The German effort fell apart for lots of reasons, but not necessarily scientific knowledge (one team, resource-strapped as it was, was very close to starting their first reactor). There were two competing projects that fought with each other over resources, the war used more and more resources as it went worse for German... and unlike the United States, the military infrastructure wasn't there to use the bombs as a weapon (German military doctrine favored light and medium bombers instead of anything like a Superfortress, for example). More importantly, Hitler just wasn't interested. The bomb projects didn't have a great spokesman, like Doctor Oppenheimer was for rockets, who was able to capture Hitler's imagination... and in a dictatorship, getting the massive portion of industry needed to refine Uranium in the 1940s was impossible without the top man's support.
More importantly, the United States didn't believe that the German effort could be as bad as it was, given the advantages they started the war with. A special operation, Alsos, followed Allied troops into Germany to study the situation and gather any valuable research and material... and they just didn't believe how little there was. (More amusingly, the Germans didn't believe the US had gotten anywhere, either. Dr. Heisenberg's team surrendered expecting to be given good treatment by promising to tell the Allies the 'secret of the bomb'... instead the scientists were locked up in England where there conversations were recorded for weeks just to establish they were really as far behind as it seemed. There was genuine surprise when the bombing of Hiroshima was announced on the radio...)
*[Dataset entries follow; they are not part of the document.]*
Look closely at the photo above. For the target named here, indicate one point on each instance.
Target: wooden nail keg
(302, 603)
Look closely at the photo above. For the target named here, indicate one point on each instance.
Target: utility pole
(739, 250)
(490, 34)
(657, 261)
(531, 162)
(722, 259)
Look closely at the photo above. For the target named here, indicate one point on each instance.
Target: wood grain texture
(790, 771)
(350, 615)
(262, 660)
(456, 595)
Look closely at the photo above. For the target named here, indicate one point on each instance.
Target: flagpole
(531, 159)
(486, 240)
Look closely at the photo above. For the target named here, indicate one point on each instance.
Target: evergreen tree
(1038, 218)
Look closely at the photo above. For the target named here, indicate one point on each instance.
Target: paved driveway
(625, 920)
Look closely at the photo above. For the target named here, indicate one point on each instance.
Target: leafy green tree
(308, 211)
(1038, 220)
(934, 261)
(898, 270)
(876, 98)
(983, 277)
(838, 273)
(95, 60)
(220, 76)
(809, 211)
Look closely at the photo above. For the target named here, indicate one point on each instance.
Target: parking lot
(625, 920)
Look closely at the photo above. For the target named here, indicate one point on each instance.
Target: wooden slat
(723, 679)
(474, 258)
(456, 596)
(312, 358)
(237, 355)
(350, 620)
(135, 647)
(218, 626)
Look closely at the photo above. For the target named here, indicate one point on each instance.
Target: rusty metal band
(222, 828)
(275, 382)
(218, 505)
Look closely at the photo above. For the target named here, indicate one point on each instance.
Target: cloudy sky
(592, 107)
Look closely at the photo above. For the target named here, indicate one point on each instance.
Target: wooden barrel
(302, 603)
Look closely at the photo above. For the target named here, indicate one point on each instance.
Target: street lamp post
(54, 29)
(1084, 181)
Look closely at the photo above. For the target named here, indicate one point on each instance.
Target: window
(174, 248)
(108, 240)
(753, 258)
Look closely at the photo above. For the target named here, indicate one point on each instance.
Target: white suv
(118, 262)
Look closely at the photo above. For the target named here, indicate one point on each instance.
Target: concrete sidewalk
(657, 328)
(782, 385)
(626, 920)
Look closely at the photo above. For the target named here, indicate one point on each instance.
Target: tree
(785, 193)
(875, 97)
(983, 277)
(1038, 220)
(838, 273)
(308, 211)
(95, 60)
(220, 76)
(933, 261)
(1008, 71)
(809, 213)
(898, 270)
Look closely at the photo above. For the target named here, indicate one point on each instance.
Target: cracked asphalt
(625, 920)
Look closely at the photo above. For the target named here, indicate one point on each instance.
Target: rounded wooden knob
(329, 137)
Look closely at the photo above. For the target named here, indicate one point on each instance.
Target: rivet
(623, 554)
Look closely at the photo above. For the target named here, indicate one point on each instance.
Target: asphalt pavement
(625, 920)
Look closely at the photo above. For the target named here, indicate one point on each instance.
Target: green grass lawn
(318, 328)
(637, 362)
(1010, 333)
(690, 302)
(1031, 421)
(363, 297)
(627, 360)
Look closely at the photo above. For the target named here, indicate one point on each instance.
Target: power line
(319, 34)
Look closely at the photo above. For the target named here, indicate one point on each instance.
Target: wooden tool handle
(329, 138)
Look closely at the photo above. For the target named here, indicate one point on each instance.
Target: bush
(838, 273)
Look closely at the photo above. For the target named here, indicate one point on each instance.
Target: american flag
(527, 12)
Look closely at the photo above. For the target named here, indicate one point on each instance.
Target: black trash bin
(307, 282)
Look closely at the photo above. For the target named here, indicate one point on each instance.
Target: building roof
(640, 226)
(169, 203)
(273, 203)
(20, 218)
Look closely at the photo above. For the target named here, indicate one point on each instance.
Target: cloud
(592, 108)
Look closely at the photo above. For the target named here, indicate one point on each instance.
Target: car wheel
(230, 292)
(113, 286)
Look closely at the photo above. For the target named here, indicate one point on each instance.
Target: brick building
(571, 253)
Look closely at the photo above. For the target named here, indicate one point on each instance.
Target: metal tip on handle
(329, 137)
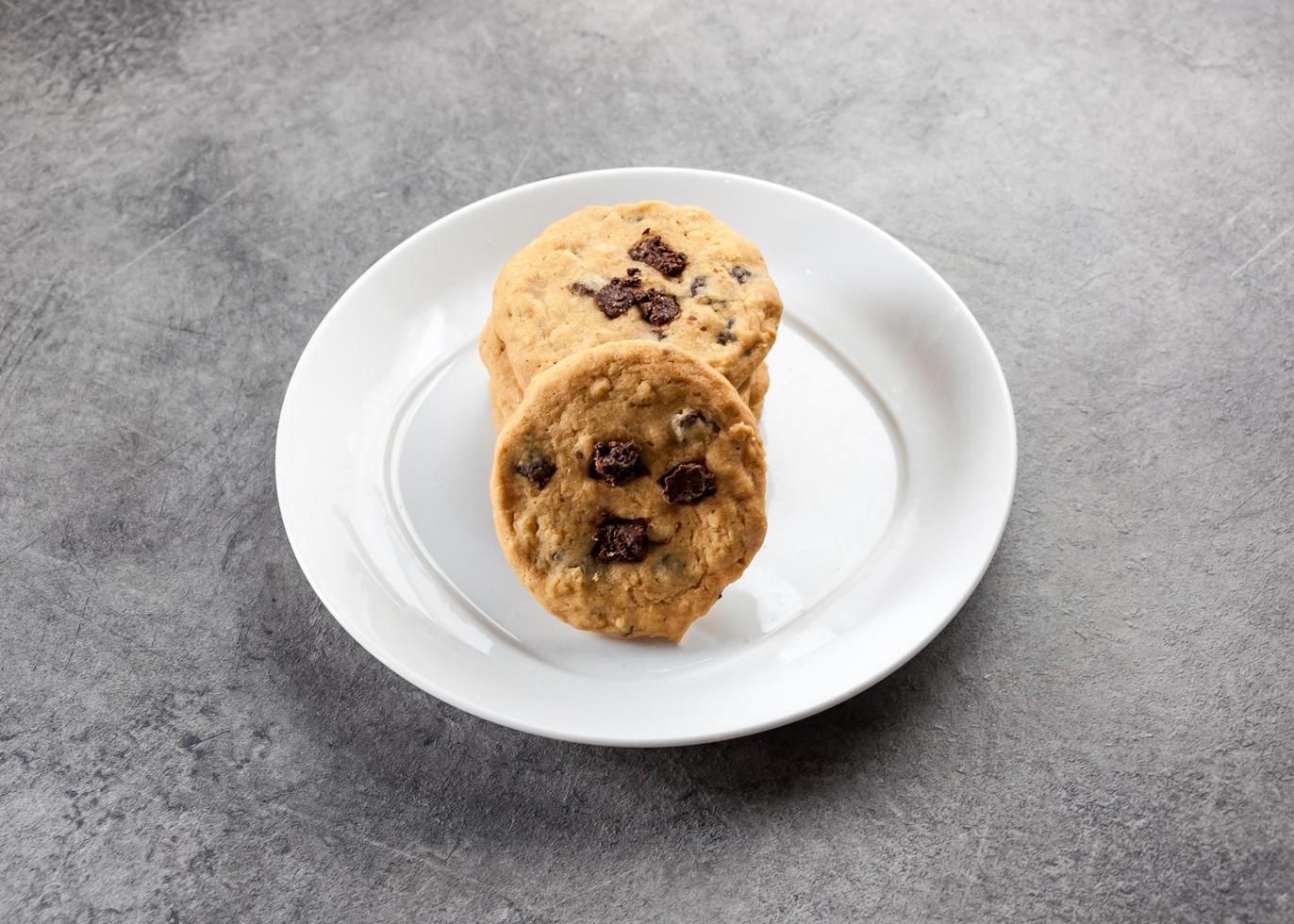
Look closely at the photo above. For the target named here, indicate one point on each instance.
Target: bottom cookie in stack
(628, 489)
(505, 392)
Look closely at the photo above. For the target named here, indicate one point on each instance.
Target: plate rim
(486, 712)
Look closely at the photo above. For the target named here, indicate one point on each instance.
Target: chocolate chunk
(538, 468)
(618, 297)
(657, 256)
(659, 308)
(686, 422)
(688, 483)
(616, 462)
(619, 540)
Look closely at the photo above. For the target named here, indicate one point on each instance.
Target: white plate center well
(835, 482)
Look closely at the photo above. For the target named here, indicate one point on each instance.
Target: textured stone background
(1103, 734)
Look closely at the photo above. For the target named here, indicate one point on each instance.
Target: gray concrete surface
(1103, 734)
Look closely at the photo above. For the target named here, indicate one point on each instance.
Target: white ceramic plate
(891, 462)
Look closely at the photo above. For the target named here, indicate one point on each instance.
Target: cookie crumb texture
(505, 393)
(655, 501)
(647, 271)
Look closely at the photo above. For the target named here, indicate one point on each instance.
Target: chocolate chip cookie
(505, 393)
(628, 489)
(647, 271)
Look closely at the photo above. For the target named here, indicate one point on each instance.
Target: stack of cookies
(626, 358)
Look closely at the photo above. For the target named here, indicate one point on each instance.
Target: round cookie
(505, 393)
(628, 489)
(633, 272)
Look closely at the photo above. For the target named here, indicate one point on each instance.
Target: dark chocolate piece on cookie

2. The thing with the Japanese is more complicated and I think there's still some controversy around it. But the Japanese were at least extremely close to surrendering, even without the bombing of Hiroshima and Nagasaki, and it even appears they already tried to surrender, but it failed due to communication failures. Weren't there something about the Russians not forwarding the messages because it was in their interest that the war continues? (At that point Germany already had surrendered, so all that was still going on was centered on Japan)
it's something that is debated to this day and it probably isn't clearly one way or the other.
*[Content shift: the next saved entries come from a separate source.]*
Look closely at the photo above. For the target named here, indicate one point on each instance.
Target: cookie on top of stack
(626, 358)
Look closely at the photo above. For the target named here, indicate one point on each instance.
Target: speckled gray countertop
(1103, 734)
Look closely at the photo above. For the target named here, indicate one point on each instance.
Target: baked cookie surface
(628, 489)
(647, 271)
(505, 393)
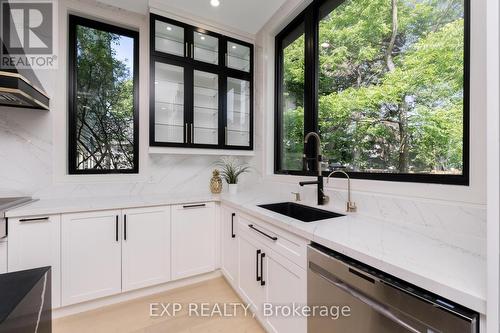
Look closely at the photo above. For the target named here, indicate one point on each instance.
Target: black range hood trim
(17, 85)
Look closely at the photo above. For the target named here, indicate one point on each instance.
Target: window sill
(199, 151)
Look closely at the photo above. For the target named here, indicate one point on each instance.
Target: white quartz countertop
(451, 272)
(432, 264)
(75, 205)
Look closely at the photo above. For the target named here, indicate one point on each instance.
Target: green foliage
(376, 117)
(231, 170)
(105, 107)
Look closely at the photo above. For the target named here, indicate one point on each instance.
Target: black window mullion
(188, 103)
(310, 83)
(222, 110)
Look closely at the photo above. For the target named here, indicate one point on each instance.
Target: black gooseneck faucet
(322, 198)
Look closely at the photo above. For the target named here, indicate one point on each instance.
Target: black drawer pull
(257, 277)
(262, 232)
(194, 206)
(41, 219)
(124, 227)
(116, 228)
(262, 282)
(232, 225)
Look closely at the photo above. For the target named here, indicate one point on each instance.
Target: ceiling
(247, 16)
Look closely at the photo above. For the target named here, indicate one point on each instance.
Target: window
(103, 98)
(386, 88)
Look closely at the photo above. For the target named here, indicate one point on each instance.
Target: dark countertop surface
(15, 286)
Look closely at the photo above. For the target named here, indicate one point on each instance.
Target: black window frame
(310, 18)
(73, 22)
(190, 65)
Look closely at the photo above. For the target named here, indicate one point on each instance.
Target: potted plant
(231, 170)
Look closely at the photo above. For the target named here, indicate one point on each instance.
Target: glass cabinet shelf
(206, 48)
(201, 88)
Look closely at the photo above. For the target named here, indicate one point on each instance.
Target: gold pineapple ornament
(216, 182)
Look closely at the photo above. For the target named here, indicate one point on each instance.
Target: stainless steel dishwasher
(374, 302)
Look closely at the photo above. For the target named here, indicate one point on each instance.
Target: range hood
(21, 90)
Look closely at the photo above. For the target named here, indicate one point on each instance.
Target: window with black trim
(386, 85)
(103, 98)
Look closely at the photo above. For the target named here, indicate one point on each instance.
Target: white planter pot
(233, 188)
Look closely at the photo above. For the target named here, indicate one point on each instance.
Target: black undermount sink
(300, 212)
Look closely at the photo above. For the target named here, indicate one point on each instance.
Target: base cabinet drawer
(193, 239)
(34, 242)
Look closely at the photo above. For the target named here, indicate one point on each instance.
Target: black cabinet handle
(262, 282)
(125, 227)
(262, 233)
(116, 228)
(40, 219)
(232, 225)
(257, 277)
(6, 228)
(194, 206)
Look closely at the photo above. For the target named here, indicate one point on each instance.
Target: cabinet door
(193, 239)
(238, 113)
(91, 256)
(286, 284)
(229, 249)
(249, 273)
(145, 247)
(170, 124)
(3, 257)
(205, 128)
(205, 48)
(36, 242)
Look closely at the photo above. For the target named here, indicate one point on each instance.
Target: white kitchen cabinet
(91, 256)
(193, 239)
(229, 246)
(145, 247)
(286, 284)
(36, 242)
(268, 277)
(250, 285)
(3, 257)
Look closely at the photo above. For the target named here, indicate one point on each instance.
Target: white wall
(33, 144)
(493, 163)
(474, 194)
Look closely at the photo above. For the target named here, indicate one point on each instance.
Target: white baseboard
(131, 295)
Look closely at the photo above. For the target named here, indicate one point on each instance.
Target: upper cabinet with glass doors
(201, 88)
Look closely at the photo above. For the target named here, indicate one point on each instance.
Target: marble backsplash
(458, 224)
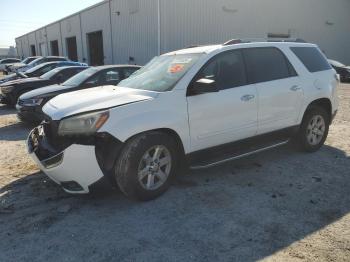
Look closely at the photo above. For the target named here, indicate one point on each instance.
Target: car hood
(8, 78)
(25, 81)
(16, 65)
(94, 99)
(46, 91)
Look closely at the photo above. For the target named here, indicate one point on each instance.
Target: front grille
(51, 131)
(20, 102)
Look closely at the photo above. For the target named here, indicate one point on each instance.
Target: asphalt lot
(281, 205)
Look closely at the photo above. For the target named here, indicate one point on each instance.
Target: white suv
(199, 106)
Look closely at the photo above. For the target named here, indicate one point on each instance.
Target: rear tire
(147, 165)
(314, 129)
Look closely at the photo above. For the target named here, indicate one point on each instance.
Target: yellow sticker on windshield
(176, 68)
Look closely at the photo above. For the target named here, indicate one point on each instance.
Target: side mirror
(203, 86)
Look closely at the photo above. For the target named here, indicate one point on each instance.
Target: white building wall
(134, 25)
(41, 40)
(53, 32)
(184, 23)
(70, 27)
(97, 19)
(324, 22)
(32, 41)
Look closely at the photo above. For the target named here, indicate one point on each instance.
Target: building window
(72, 50)
(32, 50)
(54, 48)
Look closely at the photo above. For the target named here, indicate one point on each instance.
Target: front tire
(314, 129)
(147, 165)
One side argues that the decision was made to prevent American deaths in an invasion of Japan and the other says that it had a lot more to do with stopping the Soviets than it did with ending the war. Japan's back was certainly broken... but it was in similar shape a month earlier at Okinawa and inflicted massive losses on the US with suicidal. A two-part invasion of the home islands was planned and there's little question that it would have been costly... but the figures thrown around for *how* costly by those defending the bomb were actually decided well after the war. Russia was a huge issue in Europe had just entered the war against Japan with the Red Army was on the march into Japanese terriroties in mainland Asia... but this was also something the US had been actively lobbying for for years.
The fact is, though, nothing in the historical record says one way or another. Everything you find (minutes of the targeting committee, memos on the subject, etc.) simply treats the fact that the bomb will be dropped on Japan as an inevitability. Maybe that's what it was--billions of dollars and an impossibly huge effort built a bomb and maybe no one considered it wouldn't be used.